An extraction is the complete removal of a tooth from the socket in the jawbone. Extractions are performed for a wide variety of reasons. The most common reasons include the following:
When a tooth has decayed enough that it’s beyond saving, you may have to have it extracted to prevent infection from spreading to other areas of the mouth. Although extracting the tooth is the ideal option, sometimes it’s just not possible due to how damaged it is. In these cases, the dentist will place a dental crown over the tooth to act as protection and prevent further breakage and damage.
When removing a tooth, your dentist will numb the area with a local anesthetic and then remove the tooth from the socket in the jawbone. After extraction, gauze will be placed over the empty socket to control any bleeding that may occur. Your dentist may also prescribe an antibiotic to help treat or prevent an infection after tooth extraction.
Impacted Wisdom Teeth
When a tooth is unable to erupt from the gum line, it can be referred to as being impacted. An impaction can occur for a number of reasons, including the overcrowding of the mouth, teeth that are growing in the wrong direction, and congenitally missing teeth. Removing these problem teeth can help to relieve pain and pressure in the jaw, as well as prevent future complications such as infection or crowding.

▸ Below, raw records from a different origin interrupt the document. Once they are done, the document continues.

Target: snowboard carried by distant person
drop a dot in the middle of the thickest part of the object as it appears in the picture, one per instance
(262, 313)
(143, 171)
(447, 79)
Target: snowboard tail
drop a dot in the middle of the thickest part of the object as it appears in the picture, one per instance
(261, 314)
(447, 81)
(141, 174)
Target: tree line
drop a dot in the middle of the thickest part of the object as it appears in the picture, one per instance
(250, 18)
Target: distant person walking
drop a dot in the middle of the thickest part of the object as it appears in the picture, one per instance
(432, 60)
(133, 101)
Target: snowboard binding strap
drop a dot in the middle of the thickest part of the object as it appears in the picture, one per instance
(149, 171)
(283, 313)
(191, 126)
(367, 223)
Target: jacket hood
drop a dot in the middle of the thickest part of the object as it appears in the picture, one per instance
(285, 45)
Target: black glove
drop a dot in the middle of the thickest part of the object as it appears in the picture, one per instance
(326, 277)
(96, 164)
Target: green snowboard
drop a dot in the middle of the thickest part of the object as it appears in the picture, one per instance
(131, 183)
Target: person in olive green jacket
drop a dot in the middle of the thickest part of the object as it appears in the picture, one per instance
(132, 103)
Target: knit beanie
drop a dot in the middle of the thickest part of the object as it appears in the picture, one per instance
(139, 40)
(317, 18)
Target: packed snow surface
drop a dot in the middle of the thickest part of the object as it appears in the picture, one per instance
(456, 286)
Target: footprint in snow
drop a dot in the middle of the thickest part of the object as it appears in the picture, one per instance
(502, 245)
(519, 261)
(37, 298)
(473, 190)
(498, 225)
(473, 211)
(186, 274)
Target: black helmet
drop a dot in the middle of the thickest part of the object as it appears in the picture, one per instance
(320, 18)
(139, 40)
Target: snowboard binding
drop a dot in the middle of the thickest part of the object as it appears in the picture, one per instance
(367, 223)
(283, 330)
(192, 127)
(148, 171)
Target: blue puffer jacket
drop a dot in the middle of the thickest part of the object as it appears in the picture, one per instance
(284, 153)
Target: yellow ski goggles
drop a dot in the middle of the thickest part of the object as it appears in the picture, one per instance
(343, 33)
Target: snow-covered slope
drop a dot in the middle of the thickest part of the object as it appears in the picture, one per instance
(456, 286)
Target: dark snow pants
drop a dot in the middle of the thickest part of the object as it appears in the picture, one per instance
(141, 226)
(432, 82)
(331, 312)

For patients with crowded teeth, extractions are recommended before orthodontic treatment can begin. After extraction of the teeth, orthodontic appliances may be used to move the affected teeth and close the gaps between teeth.
Types of Extractions
There are a few different types of surgical extractions. Your dentist will determine which type is best for your specific situation. The most common types are:
Simple Extraction: To remove a tooth, the dentist will loosen it using a special tool called an elevator and then remove the tooth with forceps.
Surgical Extraction: When other procedures do not work very well for extracting an impacted wisdom tooth, your orthodontist may recommend surgical extraction. In this procedure, the teeth will be cut into smaller pieces before being removed.

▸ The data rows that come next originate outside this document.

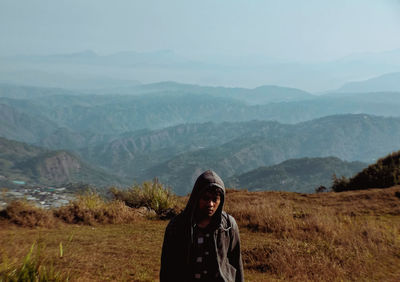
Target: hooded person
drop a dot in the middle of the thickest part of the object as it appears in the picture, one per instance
(202, 243)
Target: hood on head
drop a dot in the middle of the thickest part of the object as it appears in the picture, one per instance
(207, 180)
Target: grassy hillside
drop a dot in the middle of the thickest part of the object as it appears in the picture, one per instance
(34, 165)
(382, 174)
(297, 175)
(349, 236)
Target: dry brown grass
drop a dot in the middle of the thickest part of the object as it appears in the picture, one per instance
(92, 209)
(23, 213)
(87, 209)
(347, 236)
(285, 236)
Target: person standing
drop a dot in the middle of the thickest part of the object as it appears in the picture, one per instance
(202, 243)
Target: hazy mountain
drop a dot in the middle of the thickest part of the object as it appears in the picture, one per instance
(117, 114)
(349, 137)
(387, 82)
(133, 153)
(87, 69)
(256, 96)
(17, 125)
(297, 175)
(34, 165)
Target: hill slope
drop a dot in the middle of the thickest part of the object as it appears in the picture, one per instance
(348, 137)
(382, 174)
(296, 175)
(34, 165)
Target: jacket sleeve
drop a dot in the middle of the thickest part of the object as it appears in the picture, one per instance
(235, 256)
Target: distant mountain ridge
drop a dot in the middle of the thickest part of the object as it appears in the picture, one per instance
(386, 82)
(34, 165)
(349, 137)
(297, 175)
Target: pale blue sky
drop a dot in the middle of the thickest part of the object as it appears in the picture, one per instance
(300, 30)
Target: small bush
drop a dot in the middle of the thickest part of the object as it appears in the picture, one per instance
(90, 208)
(26, 214)
(152, 195)
(383, 174)
(31, 269)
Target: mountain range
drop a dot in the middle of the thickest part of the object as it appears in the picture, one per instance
(88, 70)
(38, 166)
(296, 175)
(174, 131)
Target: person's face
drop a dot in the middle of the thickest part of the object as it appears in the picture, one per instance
(208, 204)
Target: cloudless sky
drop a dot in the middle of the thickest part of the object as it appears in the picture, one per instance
(299, 30)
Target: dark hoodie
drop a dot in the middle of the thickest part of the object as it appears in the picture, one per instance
(178, 238)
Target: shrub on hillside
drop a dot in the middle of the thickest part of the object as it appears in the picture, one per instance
(26, 214)
(90, 208)
(31, 269)
(152, 195)
(383, 174)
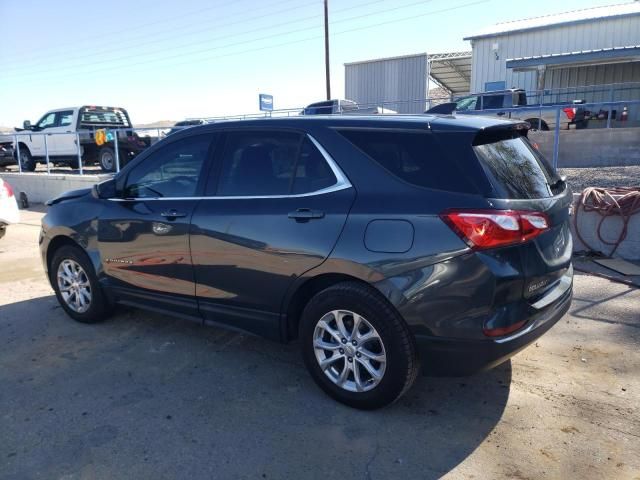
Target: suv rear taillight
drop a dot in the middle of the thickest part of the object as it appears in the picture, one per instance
(482, 229)
(570, 112)
(5, 190)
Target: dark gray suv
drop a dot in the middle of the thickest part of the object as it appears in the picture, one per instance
(382, 244)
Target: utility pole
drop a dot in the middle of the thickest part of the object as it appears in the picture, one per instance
(326, 48)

Exodontia: This procedure is used for teeth that are not fully erupted through the gums. The gum tissue over the tooth is removed before the tooth can be extracted.

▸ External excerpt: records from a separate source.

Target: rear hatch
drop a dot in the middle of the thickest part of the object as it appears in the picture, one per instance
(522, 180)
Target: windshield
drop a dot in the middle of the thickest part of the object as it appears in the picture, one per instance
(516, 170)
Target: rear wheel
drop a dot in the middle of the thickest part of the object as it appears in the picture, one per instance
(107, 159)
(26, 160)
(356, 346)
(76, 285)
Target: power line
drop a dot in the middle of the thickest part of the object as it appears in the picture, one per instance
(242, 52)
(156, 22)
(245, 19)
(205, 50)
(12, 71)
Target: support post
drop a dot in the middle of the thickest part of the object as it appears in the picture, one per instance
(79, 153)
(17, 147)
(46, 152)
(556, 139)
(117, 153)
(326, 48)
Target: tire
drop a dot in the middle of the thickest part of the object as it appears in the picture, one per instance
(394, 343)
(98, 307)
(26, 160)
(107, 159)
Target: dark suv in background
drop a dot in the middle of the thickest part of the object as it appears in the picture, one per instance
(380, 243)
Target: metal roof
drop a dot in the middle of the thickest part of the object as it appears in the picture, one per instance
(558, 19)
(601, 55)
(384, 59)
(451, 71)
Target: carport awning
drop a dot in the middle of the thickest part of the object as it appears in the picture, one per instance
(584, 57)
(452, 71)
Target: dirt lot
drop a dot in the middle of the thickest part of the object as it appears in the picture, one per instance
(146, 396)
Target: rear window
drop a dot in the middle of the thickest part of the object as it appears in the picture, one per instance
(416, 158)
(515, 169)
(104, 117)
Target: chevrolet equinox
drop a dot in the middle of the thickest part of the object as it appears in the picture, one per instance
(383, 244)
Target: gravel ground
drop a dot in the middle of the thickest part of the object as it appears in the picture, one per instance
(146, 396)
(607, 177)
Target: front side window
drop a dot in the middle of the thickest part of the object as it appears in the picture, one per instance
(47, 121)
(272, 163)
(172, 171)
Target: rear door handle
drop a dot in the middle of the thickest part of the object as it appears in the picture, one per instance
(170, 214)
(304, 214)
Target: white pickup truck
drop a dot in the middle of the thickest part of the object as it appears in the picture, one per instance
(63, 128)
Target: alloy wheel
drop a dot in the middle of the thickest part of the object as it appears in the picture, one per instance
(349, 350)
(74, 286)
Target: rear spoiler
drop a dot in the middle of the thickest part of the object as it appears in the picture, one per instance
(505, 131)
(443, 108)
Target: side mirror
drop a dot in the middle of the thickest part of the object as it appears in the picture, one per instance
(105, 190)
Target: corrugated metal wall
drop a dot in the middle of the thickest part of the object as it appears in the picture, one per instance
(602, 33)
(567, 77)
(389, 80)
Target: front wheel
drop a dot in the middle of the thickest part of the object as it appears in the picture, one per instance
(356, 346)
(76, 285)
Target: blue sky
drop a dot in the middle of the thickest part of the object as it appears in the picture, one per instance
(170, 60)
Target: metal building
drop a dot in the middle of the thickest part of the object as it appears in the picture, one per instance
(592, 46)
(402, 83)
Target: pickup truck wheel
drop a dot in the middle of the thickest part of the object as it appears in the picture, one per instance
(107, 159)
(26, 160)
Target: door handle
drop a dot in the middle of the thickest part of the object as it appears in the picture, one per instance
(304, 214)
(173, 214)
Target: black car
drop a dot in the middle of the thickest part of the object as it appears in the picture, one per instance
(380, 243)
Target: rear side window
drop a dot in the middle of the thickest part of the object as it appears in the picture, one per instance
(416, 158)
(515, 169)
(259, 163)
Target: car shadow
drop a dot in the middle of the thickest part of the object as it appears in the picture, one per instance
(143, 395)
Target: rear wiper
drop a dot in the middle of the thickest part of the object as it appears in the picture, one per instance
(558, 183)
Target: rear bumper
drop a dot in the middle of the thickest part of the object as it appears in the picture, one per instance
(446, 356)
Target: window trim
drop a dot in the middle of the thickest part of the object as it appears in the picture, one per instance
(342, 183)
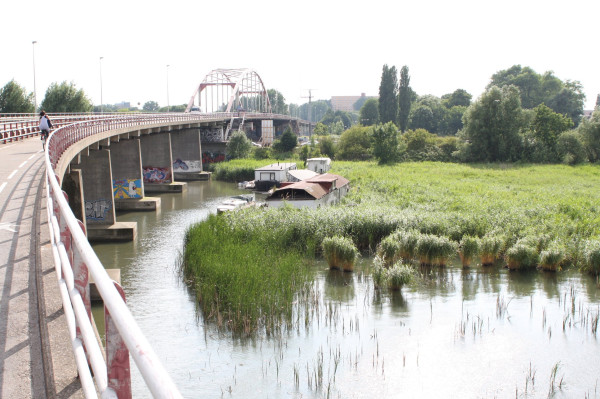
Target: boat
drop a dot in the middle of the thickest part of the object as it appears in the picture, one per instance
(236, 202)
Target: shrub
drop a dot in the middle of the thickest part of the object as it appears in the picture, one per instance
(551, 257)
(591, 257)
(467, 249)
(490, 248)
(522, 256)
(434, 250)
(340, 252)
(399, 275)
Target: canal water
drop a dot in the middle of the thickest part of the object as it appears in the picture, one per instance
(472, 333)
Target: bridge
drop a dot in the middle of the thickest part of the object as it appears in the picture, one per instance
(54, 203)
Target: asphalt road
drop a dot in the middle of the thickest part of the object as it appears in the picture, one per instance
(36, 360)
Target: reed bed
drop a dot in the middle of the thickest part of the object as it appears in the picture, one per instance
(520, 214)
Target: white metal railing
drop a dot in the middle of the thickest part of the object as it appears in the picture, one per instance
(75, 261)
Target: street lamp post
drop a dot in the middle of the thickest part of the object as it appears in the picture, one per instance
(168, 105)
(101, 102)
(34, 91)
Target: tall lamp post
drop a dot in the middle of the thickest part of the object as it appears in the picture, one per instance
(168, 105)
(34, 91)
(101, 102)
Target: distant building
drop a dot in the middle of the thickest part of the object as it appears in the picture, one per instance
(318, 165)
(346, 103)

Caring for your teeth and gums after tooth extraction is important to prevent infection and ensure proper healing. Your dentist can prescribe an antibiotic to treat the infection if necessary. Additionally, your dentist can instruct you on how to care for the extraction site at home and prevent complications like dry sockets. In some cases, patients may experience bleeding at the extraction site. This is common and should resolve on its own within a day or two. However, you should contact your dentist if the bleeding persists or recurs.
Contact Fear Free Dental in Portland, Oregon, for the best dental care. Call the Dentist in Portland, OR at (503) 291-0000 or visit 4455 Sw Scholls Ferry Rd Suite 101 Portland, Oregon, 97225 to schedule an appointment.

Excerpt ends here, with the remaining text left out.